You will often hear people say, “when I found Christ my life changed.” But I want you to know, the reality is that God finds us. For Jesus said, “you have not chosen me, but I have chosen you that you should go forth a bear much fruit.” Pauline is proof of the hand of God at work in our lives, even before we are fully aware that God is at work. God chose her to make investments in the lives of others. She has been an investor ever since. She has been God’s channel to allow her knowledge and God’s love to be passed on as in investment in the lives of others.
Her investment began in the lives of her younger brothers and sister. In relating to them, she learned skills that she would take to her own children and to the children of countless others. No doubt her mother needed her help when it came to cooking for such a large family. As the oldest Pauline learned how to cook.

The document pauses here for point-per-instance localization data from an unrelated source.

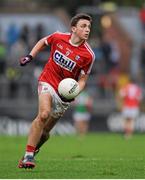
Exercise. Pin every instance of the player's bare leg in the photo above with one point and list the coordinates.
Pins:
(36, 130)
(48, 126)
(129, 128)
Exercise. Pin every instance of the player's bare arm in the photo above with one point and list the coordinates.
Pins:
(38, 47)
(82, 81)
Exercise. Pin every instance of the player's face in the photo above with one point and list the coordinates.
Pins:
(82, 29)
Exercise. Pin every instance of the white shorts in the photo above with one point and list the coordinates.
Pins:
(130, 112)
(81, 116)
(58, 106)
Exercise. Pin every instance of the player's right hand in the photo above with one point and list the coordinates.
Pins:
(25, 60)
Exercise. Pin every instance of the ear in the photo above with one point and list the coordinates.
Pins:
(73, 28)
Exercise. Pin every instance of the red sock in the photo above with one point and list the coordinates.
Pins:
(30, 148)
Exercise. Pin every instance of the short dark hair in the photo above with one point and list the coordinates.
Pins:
(77, 17)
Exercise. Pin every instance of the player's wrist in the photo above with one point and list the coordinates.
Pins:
(30, 57)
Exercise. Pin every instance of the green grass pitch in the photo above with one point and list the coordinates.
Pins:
(96, 156)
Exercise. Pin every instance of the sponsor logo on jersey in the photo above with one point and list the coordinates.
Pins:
(67, 53)
(63, 61)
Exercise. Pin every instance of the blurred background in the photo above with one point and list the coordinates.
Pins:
(117, 39)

She took that talent to help out and became a legendary chef in her own right. I’m told there was no spaghetti, like Pauline’s spaghetti. The dressing that went with the turkey, was heavenly. Her chicken and dumplings were legendary. She invested her cooking skills into her children and those skills continue to bear fruit. They will say, “I can’t do it quite like mother did, but I’m pretty good in the kitchen.”
When you’re on a farm in Arkansas in the first half of the 20th century, money was going to be tight and buying clothes was not something that came easy. Pauline invested her time in learning how to sew to help out her mom. She invested in making her brothers and sisters look nice. She took that talent right into her own family for the next generation. Today we fight and argue over whether a prom dress is going to be appropriate or not.
Pauline did not have that problem with her daughters, because she was the designer, the maker, and the approver of the dress. She’d get started a day or two before the prom and have the dress done on time. Nobody was dressed any prettier than her daughters were. One thing about Pauline was she knew about fashion and was fashionable all her life. Her grandchildren were sometimes amazed at how on point she was when it came to wearing outfits.
When you’re the first born of eleven kids with nine brothers, you need to know something about how to invest your authority to keep things moving along. She learned how to speak with the oldest of the kids, and she knew how to speak with the youngest. She didn’t know it at the time, but God was investing in her skills of communication that would impact others in the years to come. She could speak with a sense of love and gentleness in her voice. Yet, she knew how to speak with authority so that you knew she meant business when she spoke.
We asked her daughters, who was the disciplinarian in the family, their mom or their dad. They said, “both of them were.” If our mother said be home at 8:30, she meant 8:30. If you didn’t make it on time, she would come and find you. You wouldn’t forget the experience.
Pauline was bright and intelligent as a child. You didn’t get the grades to finish high school and go off to college back in those days if you were not. No doubt she invested some of what she had learned in assisting her younger brothers and sister with their school work. She probably did not know it at the time, but God was getting her ready to have an impact on the lives of thousands of youth who would one day be sitting in her classroom.